電子ペーパーを使い柄を変えられるネクタイなど、様々な服飾品への展開を検討している
Photo by M.N.

 昨年9月からは、「SONY」ブランドを一切使わず、外部のクラウドファンディングの仕組みを使って、2回で計2000万円以上もの資金を調達しており、開発チームとしても大きな手応えを感じているという。

 FESウオッチの生産は、液晶テレビ「ブラビア」などを生産するソニーグループの稲沢工場(愛知県稲沢市)が担っており、量産化に入ったことで、出資者にはすでに製品を届け始めている。

 今後は、時計以外にも電子ペーパーを使ったイヤリングやネクタイ、メガネのフレームといった製品展開を考えているという。

新事業支援サイトの狙い

 そうした成功体験を基にして、ソニーが7月1日に立ち上げたのが、新規事業の支援サイト「ファーストフライト」だ。

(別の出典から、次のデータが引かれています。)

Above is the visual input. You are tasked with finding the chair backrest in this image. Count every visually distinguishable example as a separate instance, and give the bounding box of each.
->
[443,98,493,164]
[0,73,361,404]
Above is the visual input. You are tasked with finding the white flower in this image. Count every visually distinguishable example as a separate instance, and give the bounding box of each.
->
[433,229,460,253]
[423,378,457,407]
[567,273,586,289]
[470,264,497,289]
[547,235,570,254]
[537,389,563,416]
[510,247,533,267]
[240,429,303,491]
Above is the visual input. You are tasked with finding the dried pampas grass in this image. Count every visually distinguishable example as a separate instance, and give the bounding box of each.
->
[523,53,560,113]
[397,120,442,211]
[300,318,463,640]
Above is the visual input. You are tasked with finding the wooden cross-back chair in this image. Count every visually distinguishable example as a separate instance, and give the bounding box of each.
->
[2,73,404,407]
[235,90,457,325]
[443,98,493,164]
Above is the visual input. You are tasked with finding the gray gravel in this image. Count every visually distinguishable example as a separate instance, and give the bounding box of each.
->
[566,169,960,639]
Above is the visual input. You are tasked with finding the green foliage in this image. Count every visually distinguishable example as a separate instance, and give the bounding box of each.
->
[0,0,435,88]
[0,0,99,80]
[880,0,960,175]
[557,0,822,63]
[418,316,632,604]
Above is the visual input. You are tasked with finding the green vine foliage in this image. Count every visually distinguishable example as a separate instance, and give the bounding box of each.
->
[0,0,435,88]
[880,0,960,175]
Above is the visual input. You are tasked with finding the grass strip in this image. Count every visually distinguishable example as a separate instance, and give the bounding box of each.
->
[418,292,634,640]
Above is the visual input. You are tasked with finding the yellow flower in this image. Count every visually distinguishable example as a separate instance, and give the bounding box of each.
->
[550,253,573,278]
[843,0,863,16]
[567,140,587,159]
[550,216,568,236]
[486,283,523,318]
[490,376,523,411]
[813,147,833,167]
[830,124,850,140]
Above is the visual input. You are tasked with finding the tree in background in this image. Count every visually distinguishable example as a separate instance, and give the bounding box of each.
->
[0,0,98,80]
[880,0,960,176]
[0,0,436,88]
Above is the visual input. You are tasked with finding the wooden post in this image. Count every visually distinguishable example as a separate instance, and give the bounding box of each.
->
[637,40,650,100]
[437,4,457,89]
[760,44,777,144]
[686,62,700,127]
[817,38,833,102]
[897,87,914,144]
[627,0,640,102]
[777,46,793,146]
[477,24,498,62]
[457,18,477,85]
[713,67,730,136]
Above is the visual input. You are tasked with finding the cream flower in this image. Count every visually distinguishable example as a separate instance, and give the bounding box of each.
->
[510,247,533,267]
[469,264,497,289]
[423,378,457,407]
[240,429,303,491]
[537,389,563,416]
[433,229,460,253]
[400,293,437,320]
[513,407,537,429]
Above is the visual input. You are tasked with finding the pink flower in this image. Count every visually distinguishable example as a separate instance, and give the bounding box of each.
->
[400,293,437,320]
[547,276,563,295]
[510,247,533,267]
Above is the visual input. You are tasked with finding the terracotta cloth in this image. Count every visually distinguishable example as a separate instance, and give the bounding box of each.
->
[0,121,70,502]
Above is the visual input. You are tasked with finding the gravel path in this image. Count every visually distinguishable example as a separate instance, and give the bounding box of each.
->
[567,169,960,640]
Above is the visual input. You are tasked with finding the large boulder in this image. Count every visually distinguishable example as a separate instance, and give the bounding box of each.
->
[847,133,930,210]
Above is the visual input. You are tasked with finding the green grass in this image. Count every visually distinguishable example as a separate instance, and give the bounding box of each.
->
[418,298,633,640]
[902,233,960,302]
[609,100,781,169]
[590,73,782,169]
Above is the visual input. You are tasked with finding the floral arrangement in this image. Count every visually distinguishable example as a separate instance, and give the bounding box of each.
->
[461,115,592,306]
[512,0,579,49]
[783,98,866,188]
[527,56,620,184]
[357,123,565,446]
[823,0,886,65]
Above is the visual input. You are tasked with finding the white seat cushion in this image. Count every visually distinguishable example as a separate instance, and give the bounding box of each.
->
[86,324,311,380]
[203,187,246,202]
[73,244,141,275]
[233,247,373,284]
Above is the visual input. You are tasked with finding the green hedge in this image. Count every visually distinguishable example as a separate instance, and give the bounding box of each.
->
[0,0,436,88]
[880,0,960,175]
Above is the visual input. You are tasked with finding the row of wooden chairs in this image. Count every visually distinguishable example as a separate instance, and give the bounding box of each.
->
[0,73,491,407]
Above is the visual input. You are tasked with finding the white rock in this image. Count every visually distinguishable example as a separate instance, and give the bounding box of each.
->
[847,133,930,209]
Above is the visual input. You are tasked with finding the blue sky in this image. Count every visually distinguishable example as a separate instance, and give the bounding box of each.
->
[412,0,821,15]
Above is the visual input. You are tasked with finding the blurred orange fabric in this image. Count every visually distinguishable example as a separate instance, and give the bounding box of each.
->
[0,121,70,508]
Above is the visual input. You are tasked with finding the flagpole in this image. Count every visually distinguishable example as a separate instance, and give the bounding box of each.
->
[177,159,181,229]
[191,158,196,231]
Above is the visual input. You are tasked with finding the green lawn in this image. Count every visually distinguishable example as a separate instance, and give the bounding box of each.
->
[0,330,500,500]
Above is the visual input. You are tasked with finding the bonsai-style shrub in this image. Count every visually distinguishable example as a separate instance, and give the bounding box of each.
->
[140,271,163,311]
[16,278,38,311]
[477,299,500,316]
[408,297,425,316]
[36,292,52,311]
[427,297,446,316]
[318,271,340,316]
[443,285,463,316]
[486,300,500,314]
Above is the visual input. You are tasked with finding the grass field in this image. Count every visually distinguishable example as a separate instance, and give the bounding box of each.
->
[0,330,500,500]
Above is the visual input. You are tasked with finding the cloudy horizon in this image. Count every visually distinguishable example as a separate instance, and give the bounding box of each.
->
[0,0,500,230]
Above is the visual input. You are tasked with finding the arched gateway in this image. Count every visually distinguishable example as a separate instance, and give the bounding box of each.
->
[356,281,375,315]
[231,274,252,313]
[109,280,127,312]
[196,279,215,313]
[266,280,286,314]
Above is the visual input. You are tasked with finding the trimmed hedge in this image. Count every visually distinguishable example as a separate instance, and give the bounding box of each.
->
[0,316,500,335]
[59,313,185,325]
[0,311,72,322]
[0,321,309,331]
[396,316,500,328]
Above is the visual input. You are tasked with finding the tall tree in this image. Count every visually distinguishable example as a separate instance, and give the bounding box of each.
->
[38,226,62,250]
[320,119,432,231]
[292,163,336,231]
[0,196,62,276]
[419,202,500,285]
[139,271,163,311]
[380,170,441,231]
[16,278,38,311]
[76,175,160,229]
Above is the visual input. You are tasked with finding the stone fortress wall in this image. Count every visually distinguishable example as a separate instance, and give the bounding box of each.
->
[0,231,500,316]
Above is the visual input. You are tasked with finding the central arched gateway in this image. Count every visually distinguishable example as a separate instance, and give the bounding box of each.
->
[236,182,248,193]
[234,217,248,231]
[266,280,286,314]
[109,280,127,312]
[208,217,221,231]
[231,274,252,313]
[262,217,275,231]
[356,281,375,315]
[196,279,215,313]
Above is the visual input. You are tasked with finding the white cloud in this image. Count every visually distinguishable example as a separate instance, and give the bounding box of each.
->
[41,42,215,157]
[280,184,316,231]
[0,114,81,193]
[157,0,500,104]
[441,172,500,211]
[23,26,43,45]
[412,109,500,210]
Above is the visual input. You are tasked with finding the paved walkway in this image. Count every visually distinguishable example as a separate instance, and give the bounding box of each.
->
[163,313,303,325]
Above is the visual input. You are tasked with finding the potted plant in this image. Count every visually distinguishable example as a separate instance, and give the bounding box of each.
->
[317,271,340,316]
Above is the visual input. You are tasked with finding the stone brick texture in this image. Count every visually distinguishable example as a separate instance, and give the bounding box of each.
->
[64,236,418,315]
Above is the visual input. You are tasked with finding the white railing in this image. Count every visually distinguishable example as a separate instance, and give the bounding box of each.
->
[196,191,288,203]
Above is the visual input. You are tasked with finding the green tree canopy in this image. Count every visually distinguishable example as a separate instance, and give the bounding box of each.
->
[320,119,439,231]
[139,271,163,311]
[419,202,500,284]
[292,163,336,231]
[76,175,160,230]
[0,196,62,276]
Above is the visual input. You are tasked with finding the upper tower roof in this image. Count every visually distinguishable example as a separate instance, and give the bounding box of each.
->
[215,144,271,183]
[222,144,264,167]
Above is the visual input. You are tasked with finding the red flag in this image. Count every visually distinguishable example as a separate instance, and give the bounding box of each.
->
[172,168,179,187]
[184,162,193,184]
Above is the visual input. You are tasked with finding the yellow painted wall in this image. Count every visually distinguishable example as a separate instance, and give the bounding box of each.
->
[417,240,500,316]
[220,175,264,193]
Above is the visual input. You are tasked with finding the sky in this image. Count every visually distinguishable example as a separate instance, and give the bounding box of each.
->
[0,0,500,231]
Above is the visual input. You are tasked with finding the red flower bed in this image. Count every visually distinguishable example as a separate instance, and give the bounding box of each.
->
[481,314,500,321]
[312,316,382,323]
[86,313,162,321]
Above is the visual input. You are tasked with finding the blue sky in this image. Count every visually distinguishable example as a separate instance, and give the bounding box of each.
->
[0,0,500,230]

 ヤフーと連携し決済機能を取り入れることで、サイトを通じたクラウドファンディングと、開発した製品のネット販売を可能にしたという。

 ソニーの源流でもある“開拓者精神”にあふれた人材を、側面支援するのがサイトの大きな狙いだが、そこにはソニーとしてやる気のある人材の流出に、歯止めをかけたいという思いも垣間見える。

 ソニーの近年の歴史は、テレビなど家電製品のグローバル競争で後塵を拝したことで、「赤字計上→新たな挑戦や成長に向けた資金の減少→ブランド力の低下」という悪循環から抜け出せず、人員削減・人材流出が続いてきたという経緯があるからだ。

 特に、ソニーを離れた人たちが続々と新会社を立ち上げ、コスト削減によって埋もれてしまった技術に再び息を吹きこうもと汗を流し、伸び伸びと仕事をしている姿に、「羨望の眼差しを送るようなソニー社内の雰囲気は、ここ数年でかなり強くなったと感じる」とOBの一人は話す。

 それだけに、現場から生まれる成長への新たな胎動に正面から対応できなければ、ソニーにとっての貴重な人材が、一段と外部に流出することは避けられなかったように見える。